Response: Figure 9 has been added. (See figure 9, line 218 page 9)

8. Page 7 line 210 please rephrase the sentence, “as the Hec contrnt” a verb is missing?

Response: Page 7 line 210 please rephrase the sentence as ‘Figure 9 showed that the swelling rate of the hydrogels reduced as the HEC content increases.’. (See red highlighting, line 214 page 8)

Author Response File: Author Response.docx

Reviewer 2 Report

The manuscript entitled “Highly Mechanical Performance based on Physically Linked Double Network (DN) Hydrogel” results well written, structured and discussed. Overall, the manuscript is satisfactory. However, few major revisions must be made from the authors in order to make the manuscript suitable for publication in Materials.

1) Line 85: Please, specify the acronym ATR.

2) Line 112: swelling tests have been performed in deionized water.
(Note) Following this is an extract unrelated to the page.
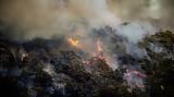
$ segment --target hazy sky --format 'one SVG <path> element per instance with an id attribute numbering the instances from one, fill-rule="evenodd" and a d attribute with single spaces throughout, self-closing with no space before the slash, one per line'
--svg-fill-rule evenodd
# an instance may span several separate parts
<path id="1" fill-rule="evenodd" d="M 11 38 L 49 38 L 136 21 L 173 29 L 173 15 L 174 0 L 0 0 L 0 32 Z"/>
However, since it is well known that the saline concentration hugely influences the swelling behaviour of hydrogels and, especially if hydrogels are intended to be used in biomedical field, I think it is necessary to perform the swelling tests in physiological solution (NaCl 0.9% w/w) at 37°C, rather than in deionized water at 25°C.

3) Lines 206-212: the manuscript is missing in Figure 9. Please, add this figure and comment the results of swelling in more detail, also considering my advice to carry out such measurements in a more appropriate medium, such as physiological solution.

Author Response

Comments from the Reviewer#2:

1) Line 85: Please, specify the acronym ATR.

Response: ATR means attenuated total reflectance, which was added to line 85. (Please see the attachment, red highlighting, line 84 page 2)

2) Line 112: swelling tests have been performed in deionized water. However, since it is well known that the saline concentration hugely influences the swelling behaviour of hydrogels and, especially if hydrogels are intended to be used in biomedical field, I think it is necessary to perform the swelling tests in physiological solution (NaCl 0.9% w/w) at 37°C, rather than in deionized water at 25°C. (See red highlighting, line 114 page 3)

Response: The opinions of the experts are very reasonable. We also conducted a swelling tests on the samples in physiological solution (NaCl 0.9% w/w, NS) at 37°C

3) Lines 206-212: the manuscript is missing in Figure 9. Please, add this figure and comment the results of swelling in more detail, also considering my advice to carry out such measurements in a more appropriate medium, such as physiological solution.

Response: Figure 9 has been added and the swelling tests in physiological solution (NaCl 0.9% w/w, NS) at 37°C are added. (See figure 9, line 218 page 9)

Author Response File: Author Response.docx

Round 2

Reviewer 2 Report

The manuscript has been adequately revised and now it can be accepted for publication in Materials journal.